AFRICA – In Africa, rice has become the fastest growing staple food in the region, and with the COVID-19 pandemic will certainly affect rice supply and cause prices to fluctuate during and after the pandemic.
According to a report by Africa Rice Center, rice consumption in sub-Saharan Africa (SSA) was projected to reach 35 million tons in 2020 before the COVID-19, out of which 15 million tons (43%) were to be imported from Asian countries.
Some of these Asian countries have been hard-hit by the pandemic and the immediate impacts of COVID-19 in SSA will be felt by rice consumers, especially in urban areas, in the form of higher prices of rice and tighter food budgets.
The rice agri-food system, therefore, faces potential risks, including international market instability, increasing productivity shocks and socio-political instability.
The economic consequences of COVID-19 in major rice exporting countries, such as India, Thailand, Vietnam, Pakistan, United States and Myanmar, contributing to 83% of the volume of world exports in 2017-2018, are not yet fully understood.
Even if the world rice stocks increased in 2019 to 184 million tons versus 176 million tons in 2018, the stocks could fall due to the contraction of world production and increased speculation.
The lockdown in many countries has seen the transportation of goods including rice being curtailed in the short term, thus resulting in a decline in rice imports into SSA.
Asian exporting countries may also restrict exports to support domestic consumers until the end of the pandemic and when productive capacity is regained.
For example, as of 1st April 2020, Vietnam and Cambodia decided to restrict rice export to protect their domestic market and cope with a potential food shortage.
Rice traders in India, which is the world’s biggest rice exporter, had stopped signing new export contracts for three weeks in March 2020, because of labor shortages and disruptions in supply during a countrywide lockdown to control the coronavirus spread.
This allowed rice-exporting countries like Thailand to increase shipments and raise global prices, forcing consumers in Africa to pay higher prices.
Fortunately, Indian traders have just resumed signing new export contracts.
This clearly indicates that such disruption, instability and uncertainty in supply from major exporting countries could lead to serious price spikes akin to those witnessed in the 2007-2008 global food crisis, which will certainly affect the vulnerable people in Africa.
The recent investigation of countries’ rice self-sufficiency status by Africa Rice Center has shown that countries like Gambia, Cameroon, Ghana or Senegal have self-sufficiency ratios of 60% or less.

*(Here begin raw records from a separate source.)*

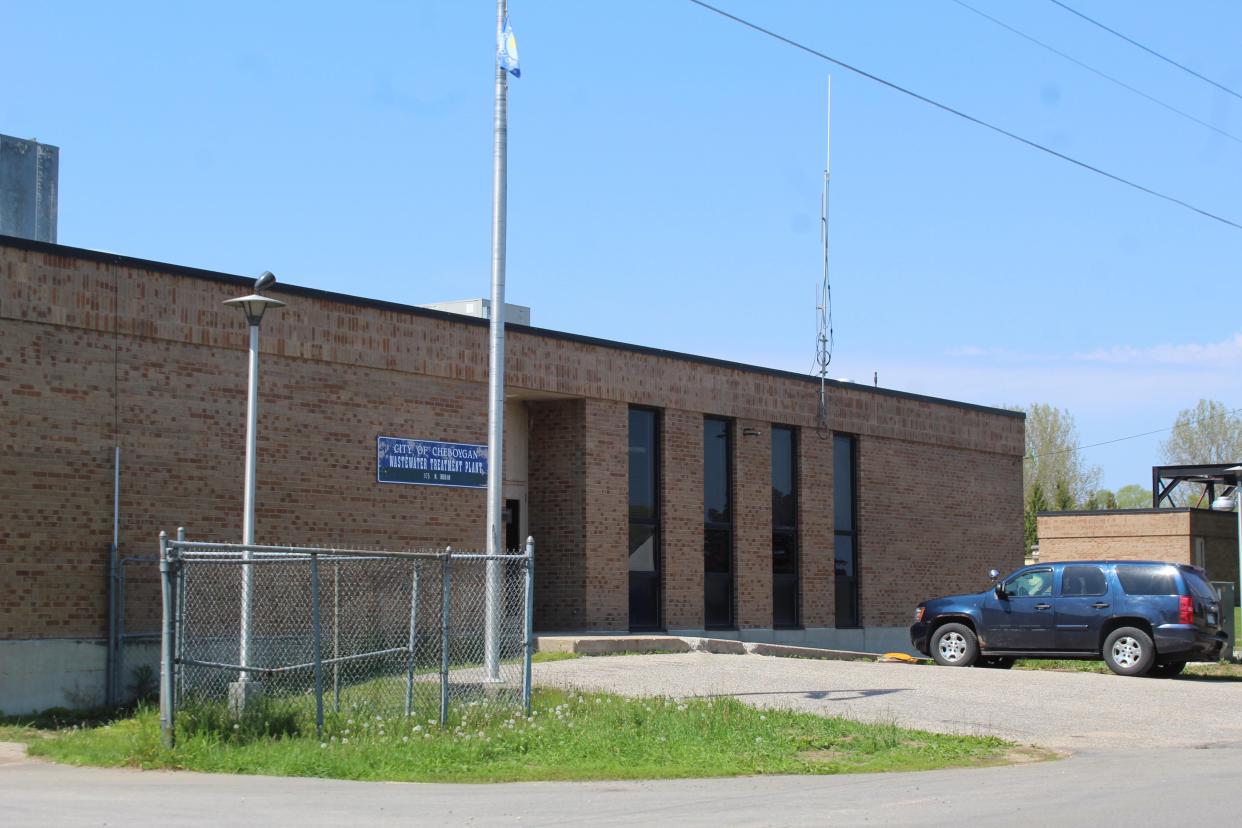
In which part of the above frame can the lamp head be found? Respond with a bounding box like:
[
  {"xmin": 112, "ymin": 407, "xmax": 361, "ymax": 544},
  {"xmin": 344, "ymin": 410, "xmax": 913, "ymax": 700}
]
[{"xmin": 225, "ymin": 293, "xmax": 284, "ymax": 325}]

Price shocks will therefore be more severe for these countries as they are still largely dependent on Asian exports to meet the gaps between production and consumption.
There is potential disruptions in domestic markets of inputs (seed, fertilizer), resulting in low use of inputs thus low domestic production of rice.
The shortcoming in the inputs production systems will even upset the nearly self-sufficient countries with high per capita consumption such as Madagascar, Mali or Sierra Leone, where in addition to reduced rice stocks in markets, farmers may also consume all their rice stocks including seeds.
In some countries, farmers may not be allowed to go to farm or find labourers for farm activities due to lockdown and social distancing rules that have been imposed.
With the current situation and given the role the rice sector could play to attenuate the negative effects of the COVID-19 pandemic on food security, some measures have been suggested which include subsidization and control the retail prices to contain the increase in consumer prices and avoid riots.
In addition to that a quick inventory and monitoring of rice stocks (local and imported) in countries need to be undertaken and promote regional trade by taking advantage of the existing regional trading blocs and free trade agreements, among other measures.